La durata dell’occupazione, dell’inattività e della disoccupazione è importante perché determina non solo l’ammissibilità dei diritti pensionistici, ma anche l’importo delle pensioni che verrà erogato.
I soldi non fanno la felicità, ma allungano la vita
Dai dati sulla mortalità vengono calcolate e analizzate le aspettative di vita alle diverse età. Tali anni di vita vengono poi distribuiti tra gli stati di attività (occupazione e disoccupazione) e di inattività (pensione, domicilio, altro motivo) che le persone dichiaravano al momento del censimento. Questi indicatori “a breve termine” descrivono le situazioni professionali medie in relazione alle diverse età per il periodo studiato, intorno al 2018.
I dirigenti maschi vivono in media 6 anni in più rispetto ai lavoratori. L’aspettativa di vita dei dirigenti supera quella degli operai di 5 anni e 8 mesi per gli uomini e di 3 anni e 5 mesi per le donne. L’aspettativa di vita degli impiegati è appena superiore a quella degli operai. Tra le donne, i lavoratori autonomi hanno un’aspettativa di vita inferiore rispetto alle professioni intermedie; per gli uomini, è il contrario.
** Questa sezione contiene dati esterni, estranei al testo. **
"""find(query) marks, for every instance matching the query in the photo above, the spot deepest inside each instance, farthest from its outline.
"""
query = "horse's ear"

A proposito di soldi e felicità: due recenti premi Nobel per l’economia, Daniel Kahneman e Angus Deaton, hanno dimostrato una correlazione tra aumento del reddito e maggiore felicità, ma solo fino a una certa soglia, quella di un reddito medio annuo fissato a 75.000 dollari (circa 61.300 euro). Secondo loro, qualsiasi reddito superiore a questo limite non ha più realmente un impatto significativo sulla felicità di una persona, perché a questo livello di reddito ci si è già abituati a beneficiare di una certa comodità finanziaria e ogni ulteriore aumento di stipendio porta quindi solo ad aggiustamenti minimi al suo stile di vita.